Introduction
Do I need a strong math background to pursue a career as a data scientist?
We see a lot of questions like this. Its hard when you're trying to break into the field to know exactly how much math & stats you need. And, part of the reason for that is that it really depends.
Firstly, it depends on how a company is defining "data scientist." Some companies say "data scientist" but really mean "data engineer", which is much more focused on the software engineering side of things and strong with coding production systems, data storage and extraction, cluster management etc. The latter is less Math/Stats and more CS focused.
Secondly it depends on how a company is dividing responsibilities. Some look for people who are either strong in programming or strong in mathematics/statistics, and then combine them in a team. Others look for "fully fledged" data scientists who have the the deep insight in different models and when to apply which algorithms and can do all the implementation of the data. How the role you're looking at fits into these descriptions will effect how much math/stats you need to demonstrate.

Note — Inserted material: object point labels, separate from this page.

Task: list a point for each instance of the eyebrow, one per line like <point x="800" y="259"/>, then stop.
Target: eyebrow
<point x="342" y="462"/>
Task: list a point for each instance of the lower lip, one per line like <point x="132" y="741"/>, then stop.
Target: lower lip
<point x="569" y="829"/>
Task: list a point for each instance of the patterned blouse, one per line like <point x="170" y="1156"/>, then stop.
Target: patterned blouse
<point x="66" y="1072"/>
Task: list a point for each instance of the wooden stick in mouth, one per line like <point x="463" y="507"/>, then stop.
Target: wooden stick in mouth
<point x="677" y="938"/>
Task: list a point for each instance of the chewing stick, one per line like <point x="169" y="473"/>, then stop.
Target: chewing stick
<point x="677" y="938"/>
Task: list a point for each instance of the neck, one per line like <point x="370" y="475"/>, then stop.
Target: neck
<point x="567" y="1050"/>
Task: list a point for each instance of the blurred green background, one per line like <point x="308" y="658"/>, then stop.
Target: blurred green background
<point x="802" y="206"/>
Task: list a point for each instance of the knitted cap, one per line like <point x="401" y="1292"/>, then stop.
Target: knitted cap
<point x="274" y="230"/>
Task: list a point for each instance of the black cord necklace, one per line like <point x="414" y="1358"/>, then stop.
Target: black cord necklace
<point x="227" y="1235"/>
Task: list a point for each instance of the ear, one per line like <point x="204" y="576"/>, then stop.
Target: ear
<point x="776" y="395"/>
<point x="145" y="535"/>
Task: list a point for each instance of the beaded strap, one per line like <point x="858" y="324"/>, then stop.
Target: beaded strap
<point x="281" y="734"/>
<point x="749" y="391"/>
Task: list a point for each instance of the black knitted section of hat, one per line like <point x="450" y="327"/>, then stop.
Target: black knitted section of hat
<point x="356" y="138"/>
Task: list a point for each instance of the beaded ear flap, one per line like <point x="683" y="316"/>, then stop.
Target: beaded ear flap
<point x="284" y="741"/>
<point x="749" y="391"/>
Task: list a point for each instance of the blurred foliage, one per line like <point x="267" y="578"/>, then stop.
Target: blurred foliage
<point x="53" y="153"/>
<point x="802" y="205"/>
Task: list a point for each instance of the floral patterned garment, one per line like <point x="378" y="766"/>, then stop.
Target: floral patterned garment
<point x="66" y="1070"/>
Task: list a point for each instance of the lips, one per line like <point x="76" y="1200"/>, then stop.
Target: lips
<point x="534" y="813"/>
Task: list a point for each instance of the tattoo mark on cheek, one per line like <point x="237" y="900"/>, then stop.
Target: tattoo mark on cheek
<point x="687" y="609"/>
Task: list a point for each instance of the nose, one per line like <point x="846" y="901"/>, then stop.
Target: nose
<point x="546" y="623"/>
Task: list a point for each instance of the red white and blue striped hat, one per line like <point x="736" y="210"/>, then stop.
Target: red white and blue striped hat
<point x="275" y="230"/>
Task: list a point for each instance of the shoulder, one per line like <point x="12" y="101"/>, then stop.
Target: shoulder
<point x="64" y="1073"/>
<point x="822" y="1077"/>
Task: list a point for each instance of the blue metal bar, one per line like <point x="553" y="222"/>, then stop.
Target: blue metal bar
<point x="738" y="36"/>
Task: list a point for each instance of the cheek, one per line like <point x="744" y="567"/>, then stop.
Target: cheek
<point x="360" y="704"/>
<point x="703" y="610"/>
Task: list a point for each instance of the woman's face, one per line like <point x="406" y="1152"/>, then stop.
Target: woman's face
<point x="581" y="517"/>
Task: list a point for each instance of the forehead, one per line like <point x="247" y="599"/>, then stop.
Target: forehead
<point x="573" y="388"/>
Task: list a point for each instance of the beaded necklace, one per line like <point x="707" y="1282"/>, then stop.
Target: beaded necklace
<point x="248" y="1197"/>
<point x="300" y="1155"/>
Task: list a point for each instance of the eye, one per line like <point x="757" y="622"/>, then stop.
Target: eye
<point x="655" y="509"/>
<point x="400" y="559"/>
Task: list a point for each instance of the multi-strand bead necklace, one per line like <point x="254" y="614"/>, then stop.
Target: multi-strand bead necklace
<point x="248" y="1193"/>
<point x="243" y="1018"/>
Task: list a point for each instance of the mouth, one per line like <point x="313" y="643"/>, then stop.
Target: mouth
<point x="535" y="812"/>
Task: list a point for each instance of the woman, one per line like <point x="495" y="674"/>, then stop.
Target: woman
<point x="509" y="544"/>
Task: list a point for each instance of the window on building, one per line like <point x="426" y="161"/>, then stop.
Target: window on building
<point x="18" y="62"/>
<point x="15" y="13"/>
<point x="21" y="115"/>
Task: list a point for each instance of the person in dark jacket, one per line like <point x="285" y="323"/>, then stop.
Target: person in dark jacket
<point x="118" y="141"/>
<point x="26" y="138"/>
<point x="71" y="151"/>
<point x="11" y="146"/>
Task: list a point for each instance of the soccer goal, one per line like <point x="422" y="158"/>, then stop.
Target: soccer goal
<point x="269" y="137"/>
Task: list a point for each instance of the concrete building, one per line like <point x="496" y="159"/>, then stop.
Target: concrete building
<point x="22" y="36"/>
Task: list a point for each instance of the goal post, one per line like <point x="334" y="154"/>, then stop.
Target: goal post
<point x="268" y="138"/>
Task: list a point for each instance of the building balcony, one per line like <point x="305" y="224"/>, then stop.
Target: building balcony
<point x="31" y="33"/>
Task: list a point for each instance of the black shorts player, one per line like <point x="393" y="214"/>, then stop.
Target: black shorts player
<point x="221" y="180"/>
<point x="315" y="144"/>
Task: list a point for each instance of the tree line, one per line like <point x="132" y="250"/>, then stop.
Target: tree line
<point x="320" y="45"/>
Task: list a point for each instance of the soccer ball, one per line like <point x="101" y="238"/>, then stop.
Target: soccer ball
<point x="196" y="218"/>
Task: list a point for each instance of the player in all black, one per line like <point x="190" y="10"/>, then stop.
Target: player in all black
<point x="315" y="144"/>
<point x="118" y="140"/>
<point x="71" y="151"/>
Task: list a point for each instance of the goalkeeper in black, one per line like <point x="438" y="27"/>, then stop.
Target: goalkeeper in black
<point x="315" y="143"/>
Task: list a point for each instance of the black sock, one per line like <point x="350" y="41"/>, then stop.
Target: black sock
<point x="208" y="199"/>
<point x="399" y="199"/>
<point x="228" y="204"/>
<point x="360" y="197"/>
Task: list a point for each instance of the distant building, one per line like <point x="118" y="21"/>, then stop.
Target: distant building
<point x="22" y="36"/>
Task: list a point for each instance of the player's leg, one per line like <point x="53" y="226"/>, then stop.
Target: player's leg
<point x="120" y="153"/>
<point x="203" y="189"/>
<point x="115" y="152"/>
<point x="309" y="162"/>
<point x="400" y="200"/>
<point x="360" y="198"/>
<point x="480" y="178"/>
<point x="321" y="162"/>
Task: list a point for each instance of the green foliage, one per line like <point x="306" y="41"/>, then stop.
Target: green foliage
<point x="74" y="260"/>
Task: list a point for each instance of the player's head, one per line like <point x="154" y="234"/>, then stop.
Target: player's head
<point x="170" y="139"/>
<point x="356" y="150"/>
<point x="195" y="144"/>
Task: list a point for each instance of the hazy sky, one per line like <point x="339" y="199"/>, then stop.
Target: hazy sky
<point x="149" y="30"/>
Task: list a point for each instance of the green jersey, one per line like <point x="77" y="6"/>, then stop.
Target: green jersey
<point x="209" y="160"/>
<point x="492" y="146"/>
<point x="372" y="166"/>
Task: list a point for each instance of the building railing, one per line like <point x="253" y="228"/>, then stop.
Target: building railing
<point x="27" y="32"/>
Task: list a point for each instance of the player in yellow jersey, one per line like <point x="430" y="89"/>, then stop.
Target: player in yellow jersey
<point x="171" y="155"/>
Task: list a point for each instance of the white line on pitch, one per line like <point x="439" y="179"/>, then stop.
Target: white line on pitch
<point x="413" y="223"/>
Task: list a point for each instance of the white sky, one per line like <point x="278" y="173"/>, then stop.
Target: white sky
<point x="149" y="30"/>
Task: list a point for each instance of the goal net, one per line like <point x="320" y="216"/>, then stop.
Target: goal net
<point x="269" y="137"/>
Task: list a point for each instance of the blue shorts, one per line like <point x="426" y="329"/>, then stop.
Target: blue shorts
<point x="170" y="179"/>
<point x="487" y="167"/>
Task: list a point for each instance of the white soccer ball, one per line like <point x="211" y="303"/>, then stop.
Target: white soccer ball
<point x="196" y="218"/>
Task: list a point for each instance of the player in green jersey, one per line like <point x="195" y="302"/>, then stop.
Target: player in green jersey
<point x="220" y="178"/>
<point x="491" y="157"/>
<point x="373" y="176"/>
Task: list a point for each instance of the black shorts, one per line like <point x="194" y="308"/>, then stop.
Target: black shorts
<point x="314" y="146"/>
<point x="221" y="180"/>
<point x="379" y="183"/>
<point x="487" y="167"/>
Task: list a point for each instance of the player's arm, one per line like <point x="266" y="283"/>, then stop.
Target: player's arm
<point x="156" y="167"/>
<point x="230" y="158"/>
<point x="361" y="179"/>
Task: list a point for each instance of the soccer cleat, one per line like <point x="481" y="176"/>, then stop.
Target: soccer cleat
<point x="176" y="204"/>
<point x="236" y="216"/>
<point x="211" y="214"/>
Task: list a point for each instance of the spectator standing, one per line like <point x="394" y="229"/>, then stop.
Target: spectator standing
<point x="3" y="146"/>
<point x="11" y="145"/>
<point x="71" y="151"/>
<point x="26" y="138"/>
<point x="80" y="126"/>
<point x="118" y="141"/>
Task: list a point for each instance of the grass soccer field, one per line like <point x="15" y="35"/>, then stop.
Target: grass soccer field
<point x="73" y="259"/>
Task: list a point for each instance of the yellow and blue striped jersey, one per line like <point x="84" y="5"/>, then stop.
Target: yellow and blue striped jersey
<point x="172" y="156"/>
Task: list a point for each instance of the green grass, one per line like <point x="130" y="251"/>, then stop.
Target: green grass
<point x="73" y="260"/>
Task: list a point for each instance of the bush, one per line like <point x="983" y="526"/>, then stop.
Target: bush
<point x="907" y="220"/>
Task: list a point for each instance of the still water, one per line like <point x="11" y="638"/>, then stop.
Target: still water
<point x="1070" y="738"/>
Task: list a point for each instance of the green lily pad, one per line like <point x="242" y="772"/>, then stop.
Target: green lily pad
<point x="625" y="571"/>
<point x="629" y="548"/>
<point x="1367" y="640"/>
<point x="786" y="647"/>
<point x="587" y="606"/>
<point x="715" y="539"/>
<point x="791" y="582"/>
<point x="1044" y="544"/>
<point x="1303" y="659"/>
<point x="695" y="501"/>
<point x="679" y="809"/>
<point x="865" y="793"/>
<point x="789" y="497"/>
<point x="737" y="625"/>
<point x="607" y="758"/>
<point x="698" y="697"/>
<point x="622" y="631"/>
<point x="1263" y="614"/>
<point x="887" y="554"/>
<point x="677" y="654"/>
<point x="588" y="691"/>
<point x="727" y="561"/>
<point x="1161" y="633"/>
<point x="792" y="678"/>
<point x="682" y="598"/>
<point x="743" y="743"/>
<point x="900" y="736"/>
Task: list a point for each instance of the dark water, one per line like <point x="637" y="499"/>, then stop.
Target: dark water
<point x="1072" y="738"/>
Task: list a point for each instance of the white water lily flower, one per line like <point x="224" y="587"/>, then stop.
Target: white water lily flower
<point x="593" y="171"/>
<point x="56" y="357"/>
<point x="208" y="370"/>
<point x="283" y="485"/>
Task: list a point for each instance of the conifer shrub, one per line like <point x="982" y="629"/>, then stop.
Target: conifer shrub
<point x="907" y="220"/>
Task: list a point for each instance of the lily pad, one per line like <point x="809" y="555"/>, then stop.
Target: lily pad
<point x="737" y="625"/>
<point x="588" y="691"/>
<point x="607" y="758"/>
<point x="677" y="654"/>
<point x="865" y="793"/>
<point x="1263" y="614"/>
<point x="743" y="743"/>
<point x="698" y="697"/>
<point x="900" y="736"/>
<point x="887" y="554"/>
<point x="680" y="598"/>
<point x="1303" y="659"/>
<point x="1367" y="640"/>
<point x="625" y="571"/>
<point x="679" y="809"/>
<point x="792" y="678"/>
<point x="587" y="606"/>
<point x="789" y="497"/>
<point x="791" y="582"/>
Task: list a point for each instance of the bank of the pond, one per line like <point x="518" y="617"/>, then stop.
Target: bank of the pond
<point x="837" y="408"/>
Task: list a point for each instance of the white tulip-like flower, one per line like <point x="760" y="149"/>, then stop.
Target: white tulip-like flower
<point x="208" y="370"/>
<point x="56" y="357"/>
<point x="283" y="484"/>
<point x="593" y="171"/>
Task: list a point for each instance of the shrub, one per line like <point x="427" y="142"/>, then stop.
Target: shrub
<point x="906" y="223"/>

Given the variance, the trick is to carefully disect the job posting and dig into the background of the current team. LinkedIn is a great place to do this. You can generally figure out the different roles (job titles) as well as see the skills/background people in these roles have.
That said, there are a few mainstays that, irrespective of role, you should be demonstrating on your resume. Either through your academic courses/coursework, online courses you've taken, or project work you've completed (including write-ups that demonstrate your understanding).
Main skills
-
Basic algebra
Always a good idea to start at the root. Edifice of modern mathematics is built upon some key foundations — set theory, functional analysis, number theory etc. From an applied mathematics learning point of view, we can simplify studying these topics through some concise modules (in no particular order):
- set theory basics
- real and complex numbers and basic properties
- polynomial functions, exponential, logarithms, trigonometric identities
- linear and quadratic equations
- inequalities, infinite series, binomial theorem
- graphing and plotting, Cartesian and polar co-ordinate systems, conic sections
- basic geometry and theorems, triangle properties
-
Calculus
Sir Issac Newton wanted to explain the behavior of heavenly bodies. But he did not have a good enough mathematical tool to describe his physical concepts. So he invented this (or a certain modern form) branch of mathematics when he was hiding away on his countryside farm from the plague outbreak in urban England. Since then, it is considered the gateway to advanced learning in any analytical study — pure or applied science, engineering, social science, economics, ...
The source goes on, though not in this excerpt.